SIVAGANGA, MARCH 17. Thirty-year-old K. Ramachandran, who came from Sri Lanka to India with a seven-month-old child, is eager to go back to his village, Chettikulam, in Vavuniya after spending over a decade at the Okkur refugee camp in Sivaganga district. His son, now 14, should have a future on his native soil. This sentiment is spread across thousands of Tamil refugees who fled Sri Lanka in the wake of the ethnic crisis there in the 1980s.

The Sri Lankan Government, through its Deputy High Commission in Chennai, has embarked on a programme, as part of the peace initiative on the island, to facilitate the safe return of the refugees. The process of issuing temporary travel documents and birth certificates, which began in July 2003 at the Mandapam refugee camp in Ramanathapuram district, is now under way at the Okkur camp. The refugees did not have money to travel to Chennai.

The Ambassador and Deputy High Commissioner of Sri Lanka, Sumith Nakandala, who was at Okkur to issue the travel documents in person, told The Hindu that concern for the welfare of the refugees' children was paramount in the Government. To facilitate organised repatriation, the issue of travel documents had been set in motion. Once the refugees returned home, they would be properly rehabilitated in places of their choice under the Reconstruction, Rehabilitation and Resettlement Programme.

Mr. Nakandala said the refugees, most of them now housed in camps spread all over Tamil Nadu, had requested the Sri Lankan Government to organise a ship for their repatriation as they had come to India with all their belongings. "My wishful thinking is that the organised repatriation should commence tomorrow." The island government had all along been proactive in helping its citizens come back. The Prime Minister, Ranil Wickremesinghe, had waived the fees for registration of births and citizenship for the refugees.

Even as the peace initiative gained momentum, the refugees would have to wait until after `demining operations' were over in the North and East.

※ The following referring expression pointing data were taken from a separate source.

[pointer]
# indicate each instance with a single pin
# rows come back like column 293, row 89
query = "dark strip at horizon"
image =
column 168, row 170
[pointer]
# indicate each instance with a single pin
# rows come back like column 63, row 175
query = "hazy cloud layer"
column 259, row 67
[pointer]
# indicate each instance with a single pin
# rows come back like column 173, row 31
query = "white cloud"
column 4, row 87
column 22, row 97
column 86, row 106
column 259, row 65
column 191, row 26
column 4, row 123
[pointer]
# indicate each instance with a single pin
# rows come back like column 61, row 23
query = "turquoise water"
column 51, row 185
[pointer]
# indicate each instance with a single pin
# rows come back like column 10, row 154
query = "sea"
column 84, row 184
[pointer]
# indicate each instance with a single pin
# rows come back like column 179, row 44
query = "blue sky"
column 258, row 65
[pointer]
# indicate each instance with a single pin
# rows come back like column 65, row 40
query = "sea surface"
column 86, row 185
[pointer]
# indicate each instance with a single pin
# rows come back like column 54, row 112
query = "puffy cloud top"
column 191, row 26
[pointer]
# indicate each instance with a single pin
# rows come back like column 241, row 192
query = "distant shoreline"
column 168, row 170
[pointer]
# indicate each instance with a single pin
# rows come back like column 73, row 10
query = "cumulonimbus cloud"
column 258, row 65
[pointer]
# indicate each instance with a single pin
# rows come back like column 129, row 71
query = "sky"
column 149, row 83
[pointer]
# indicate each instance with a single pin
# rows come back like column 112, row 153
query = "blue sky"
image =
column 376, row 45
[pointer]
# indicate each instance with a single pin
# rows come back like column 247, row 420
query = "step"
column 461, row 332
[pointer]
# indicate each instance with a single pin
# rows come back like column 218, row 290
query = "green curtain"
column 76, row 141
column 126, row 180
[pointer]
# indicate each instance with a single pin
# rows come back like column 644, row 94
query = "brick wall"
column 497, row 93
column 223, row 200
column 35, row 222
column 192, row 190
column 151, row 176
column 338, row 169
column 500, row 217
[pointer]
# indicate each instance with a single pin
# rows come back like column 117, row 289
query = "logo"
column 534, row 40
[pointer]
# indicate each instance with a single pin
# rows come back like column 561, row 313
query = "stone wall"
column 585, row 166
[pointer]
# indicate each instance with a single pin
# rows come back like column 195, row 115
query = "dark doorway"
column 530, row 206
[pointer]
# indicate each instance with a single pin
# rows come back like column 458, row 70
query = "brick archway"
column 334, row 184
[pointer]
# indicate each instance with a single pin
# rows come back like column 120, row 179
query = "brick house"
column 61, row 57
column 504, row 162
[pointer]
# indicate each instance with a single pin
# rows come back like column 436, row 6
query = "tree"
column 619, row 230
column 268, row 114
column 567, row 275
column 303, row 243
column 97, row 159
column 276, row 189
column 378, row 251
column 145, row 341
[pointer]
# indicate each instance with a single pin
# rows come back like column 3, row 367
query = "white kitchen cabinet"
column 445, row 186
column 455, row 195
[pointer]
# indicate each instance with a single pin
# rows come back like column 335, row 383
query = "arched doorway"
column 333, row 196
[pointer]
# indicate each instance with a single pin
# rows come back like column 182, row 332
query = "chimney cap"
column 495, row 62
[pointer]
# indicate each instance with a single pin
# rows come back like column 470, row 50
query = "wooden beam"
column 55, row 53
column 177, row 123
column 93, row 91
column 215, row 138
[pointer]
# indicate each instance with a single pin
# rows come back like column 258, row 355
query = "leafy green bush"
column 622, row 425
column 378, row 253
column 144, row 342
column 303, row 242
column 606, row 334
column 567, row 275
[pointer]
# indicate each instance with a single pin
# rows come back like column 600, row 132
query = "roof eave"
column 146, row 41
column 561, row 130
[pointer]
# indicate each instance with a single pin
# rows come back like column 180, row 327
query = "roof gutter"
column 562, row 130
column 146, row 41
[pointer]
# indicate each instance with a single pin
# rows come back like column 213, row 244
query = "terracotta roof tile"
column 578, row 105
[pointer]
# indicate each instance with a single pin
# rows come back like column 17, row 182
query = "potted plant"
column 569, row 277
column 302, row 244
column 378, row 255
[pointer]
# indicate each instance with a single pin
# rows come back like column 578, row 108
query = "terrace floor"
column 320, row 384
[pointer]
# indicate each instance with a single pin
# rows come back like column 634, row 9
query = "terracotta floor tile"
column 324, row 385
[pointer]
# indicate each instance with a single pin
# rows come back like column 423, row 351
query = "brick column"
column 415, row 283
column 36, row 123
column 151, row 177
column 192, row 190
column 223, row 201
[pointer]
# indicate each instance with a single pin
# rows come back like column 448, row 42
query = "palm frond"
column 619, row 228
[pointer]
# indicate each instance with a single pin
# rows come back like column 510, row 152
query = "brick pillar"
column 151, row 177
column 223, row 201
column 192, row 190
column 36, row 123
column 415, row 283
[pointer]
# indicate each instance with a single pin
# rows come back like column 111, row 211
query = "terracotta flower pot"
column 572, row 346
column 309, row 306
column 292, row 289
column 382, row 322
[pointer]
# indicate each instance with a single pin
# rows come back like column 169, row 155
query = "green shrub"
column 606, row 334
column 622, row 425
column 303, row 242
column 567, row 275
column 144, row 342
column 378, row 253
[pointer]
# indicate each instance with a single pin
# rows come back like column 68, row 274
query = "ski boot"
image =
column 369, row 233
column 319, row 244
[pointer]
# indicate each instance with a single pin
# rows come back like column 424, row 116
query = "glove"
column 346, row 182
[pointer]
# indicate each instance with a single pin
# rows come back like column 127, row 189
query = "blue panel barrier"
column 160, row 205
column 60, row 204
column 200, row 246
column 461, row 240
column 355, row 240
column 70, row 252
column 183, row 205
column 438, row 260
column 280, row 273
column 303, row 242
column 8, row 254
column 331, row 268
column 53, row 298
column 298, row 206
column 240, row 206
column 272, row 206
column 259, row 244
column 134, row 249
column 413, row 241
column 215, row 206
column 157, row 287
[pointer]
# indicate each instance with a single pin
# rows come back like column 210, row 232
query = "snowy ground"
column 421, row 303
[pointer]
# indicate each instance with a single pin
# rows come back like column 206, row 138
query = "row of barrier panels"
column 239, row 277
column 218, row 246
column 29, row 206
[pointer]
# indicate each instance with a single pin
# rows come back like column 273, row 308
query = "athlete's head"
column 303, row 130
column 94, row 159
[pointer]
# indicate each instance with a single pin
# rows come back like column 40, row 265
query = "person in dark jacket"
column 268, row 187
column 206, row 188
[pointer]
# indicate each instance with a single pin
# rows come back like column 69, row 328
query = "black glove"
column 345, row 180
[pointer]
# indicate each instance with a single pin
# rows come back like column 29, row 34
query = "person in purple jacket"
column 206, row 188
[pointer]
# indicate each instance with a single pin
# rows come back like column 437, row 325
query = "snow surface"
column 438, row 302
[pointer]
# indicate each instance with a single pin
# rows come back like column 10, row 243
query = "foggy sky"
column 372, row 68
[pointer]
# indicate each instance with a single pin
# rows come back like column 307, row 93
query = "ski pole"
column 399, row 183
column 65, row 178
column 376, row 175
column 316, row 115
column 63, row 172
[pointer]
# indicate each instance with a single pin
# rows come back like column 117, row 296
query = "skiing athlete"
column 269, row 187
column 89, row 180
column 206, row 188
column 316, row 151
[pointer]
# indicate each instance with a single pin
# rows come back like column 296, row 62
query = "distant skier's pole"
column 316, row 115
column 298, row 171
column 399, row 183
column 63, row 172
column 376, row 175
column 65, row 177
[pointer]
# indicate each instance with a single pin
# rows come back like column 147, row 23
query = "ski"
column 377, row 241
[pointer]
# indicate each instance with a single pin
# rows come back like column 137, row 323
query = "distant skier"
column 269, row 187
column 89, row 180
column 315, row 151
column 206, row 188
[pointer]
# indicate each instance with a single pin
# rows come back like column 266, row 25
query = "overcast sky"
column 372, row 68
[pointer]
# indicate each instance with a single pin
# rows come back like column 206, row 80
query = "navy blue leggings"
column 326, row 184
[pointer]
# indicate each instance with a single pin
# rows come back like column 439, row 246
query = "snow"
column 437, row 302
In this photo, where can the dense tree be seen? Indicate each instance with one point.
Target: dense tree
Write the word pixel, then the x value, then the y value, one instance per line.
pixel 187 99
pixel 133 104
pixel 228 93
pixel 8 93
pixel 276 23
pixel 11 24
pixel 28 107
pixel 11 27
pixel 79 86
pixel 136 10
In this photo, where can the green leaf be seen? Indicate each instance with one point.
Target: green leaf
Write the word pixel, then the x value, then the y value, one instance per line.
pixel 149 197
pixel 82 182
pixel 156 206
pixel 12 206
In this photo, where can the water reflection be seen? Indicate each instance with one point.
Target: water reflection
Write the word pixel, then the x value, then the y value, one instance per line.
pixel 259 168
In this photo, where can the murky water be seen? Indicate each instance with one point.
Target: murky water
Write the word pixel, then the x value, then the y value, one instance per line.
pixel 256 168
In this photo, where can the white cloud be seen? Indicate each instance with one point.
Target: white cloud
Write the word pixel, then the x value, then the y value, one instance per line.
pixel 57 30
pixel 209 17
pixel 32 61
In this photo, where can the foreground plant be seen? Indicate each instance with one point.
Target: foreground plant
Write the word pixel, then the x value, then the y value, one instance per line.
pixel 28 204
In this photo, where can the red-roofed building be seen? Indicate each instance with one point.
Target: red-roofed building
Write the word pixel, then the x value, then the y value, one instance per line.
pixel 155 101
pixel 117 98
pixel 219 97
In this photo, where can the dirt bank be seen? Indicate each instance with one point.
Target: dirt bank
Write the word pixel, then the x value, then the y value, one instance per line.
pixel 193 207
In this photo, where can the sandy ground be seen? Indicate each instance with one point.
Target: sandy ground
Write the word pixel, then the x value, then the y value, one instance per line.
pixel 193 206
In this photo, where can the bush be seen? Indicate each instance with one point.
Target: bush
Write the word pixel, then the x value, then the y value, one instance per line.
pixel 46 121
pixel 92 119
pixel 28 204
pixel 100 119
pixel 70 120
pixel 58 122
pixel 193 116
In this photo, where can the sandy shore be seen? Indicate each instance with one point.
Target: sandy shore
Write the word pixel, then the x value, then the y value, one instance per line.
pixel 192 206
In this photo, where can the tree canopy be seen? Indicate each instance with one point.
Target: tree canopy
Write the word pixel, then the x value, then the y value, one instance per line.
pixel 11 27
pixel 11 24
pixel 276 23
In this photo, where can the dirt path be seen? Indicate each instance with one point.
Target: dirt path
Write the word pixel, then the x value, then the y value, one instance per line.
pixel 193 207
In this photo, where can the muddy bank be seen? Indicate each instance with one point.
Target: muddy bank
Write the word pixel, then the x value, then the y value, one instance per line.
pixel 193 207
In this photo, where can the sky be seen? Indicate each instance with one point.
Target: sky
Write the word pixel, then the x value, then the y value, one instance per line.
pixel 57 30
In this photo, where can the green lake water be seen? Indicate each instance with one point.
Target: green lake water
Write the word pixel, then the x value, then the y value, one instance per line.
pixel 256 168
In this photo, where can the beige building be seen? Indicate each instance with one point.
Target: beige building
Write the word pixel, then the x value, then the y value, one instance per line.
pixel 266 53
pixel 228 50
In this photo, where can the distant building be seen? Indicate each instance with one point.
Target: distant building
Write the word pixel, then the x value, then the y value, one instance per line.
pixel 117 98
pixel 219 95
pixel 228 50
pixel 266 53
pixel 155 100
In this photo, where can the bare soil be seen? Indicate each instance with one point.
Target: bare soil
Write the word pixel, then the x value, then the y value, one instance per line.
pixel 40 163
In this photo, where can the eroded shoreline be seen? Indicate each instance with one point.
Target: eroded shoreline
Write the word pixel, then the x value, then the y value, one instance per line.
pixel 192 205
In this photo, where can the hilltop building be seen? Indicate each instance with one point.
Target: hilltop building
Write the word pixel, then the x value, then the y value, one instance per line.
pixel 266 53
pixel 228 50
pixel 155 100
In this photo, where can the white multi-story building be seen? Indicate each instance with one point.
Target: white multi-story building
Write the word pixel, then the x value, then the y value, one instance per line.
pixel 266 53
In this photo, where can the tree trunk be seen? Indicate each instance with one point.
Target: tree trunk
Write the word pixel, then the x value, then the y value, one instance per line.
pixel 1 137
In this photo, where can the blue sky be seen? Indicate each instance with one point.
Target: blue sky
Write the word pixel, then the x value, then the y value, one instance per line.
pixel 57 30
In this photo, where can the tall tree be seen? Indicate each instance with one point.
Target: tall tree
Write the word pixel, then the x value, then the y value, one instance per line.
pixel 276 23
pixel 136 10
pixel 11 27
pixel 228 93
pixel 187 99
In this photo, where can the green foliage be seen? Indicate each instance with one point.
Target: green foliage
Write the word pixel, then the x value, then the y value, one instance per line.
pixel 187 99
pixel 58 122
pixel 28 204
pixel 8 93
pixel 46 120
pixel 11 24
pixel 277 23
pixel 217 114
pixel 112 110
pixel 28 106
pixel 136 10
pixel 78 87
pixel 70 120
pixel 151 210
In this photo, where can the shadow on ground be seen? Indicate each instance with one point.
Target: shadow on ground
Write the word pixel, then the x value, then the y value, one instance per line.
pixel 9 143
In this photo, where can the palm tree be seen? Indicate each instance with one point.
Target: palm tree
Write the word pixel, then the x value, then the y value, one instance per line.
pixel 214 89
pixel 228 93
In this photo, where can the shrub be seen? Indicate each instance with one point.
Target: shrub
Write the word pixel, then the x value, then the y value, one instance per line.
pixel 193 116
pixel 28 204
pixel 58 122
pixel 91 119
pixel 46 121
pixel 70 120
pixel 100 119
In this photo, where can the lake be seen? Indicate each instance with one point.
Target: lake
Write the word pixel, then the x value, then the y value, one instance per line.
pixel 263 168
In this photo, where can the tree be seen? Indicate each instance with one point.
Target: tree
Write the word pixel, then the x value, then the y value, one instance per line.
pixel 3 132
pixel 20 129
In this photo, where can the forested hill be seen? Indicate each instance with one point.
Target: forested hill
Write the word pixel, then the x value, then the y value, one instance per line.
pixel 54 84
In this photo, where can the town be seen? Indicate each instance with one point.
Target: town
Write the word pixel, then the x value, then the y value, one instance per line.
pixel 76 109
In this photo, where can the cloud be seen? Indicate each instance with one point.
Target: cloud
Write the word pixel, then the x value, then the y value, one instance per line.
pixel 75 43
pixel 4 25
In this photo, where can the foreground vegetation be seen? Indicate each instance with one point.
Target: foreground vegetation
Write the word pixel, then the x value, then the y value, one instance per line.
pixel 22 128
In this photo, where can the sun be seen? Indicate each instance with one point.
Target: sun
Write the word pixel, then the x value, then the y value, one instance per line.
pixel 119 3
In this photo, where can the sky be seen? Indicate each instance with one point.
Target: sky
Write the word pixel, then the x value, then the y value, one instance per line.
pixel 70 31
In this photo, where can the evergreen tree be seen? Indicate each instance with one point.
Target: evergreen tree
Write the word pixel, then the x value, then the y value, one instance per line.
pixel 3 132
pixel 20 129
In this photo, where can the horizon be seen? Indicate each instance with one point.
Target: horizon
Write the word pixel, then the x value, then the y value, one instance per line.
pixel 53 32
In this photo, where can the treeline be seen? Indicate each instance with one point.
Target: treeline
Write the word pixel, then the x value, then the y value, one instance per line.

According to the Deputy High Commission's estimates, a majority of around 65,000 refugees in the Tamil Nadu camps want to go back home. Added to the refugee problem is that of Tamils who have been displaced within Sri Lanka.

Meanwhile, the United Nations High Commissioner for Refugees, which airlifted 1,500 refugees to Sri Lanka last year, has planned to facilitate the passage of 3,000 persons more this year, according to Mr. Nakandala. The Deputy High Commission wants to complete issuing travel documents and birth certificates under the Consular Functions Act 1981 and the Citizenship Act before working out the modalities of passage. It has set up a special cell in Chennai to issue travel documents, birth and marriage certificates. It is also aware of clandestine movement of people between Sri Lanka and Rameswaram and "the Government has taken a serious view of this".

The inmates of the Okkur camp, who expressed a unanimous desire to get back to their homeland, "come what may", were appreciative of the Deputy High Commission initiative.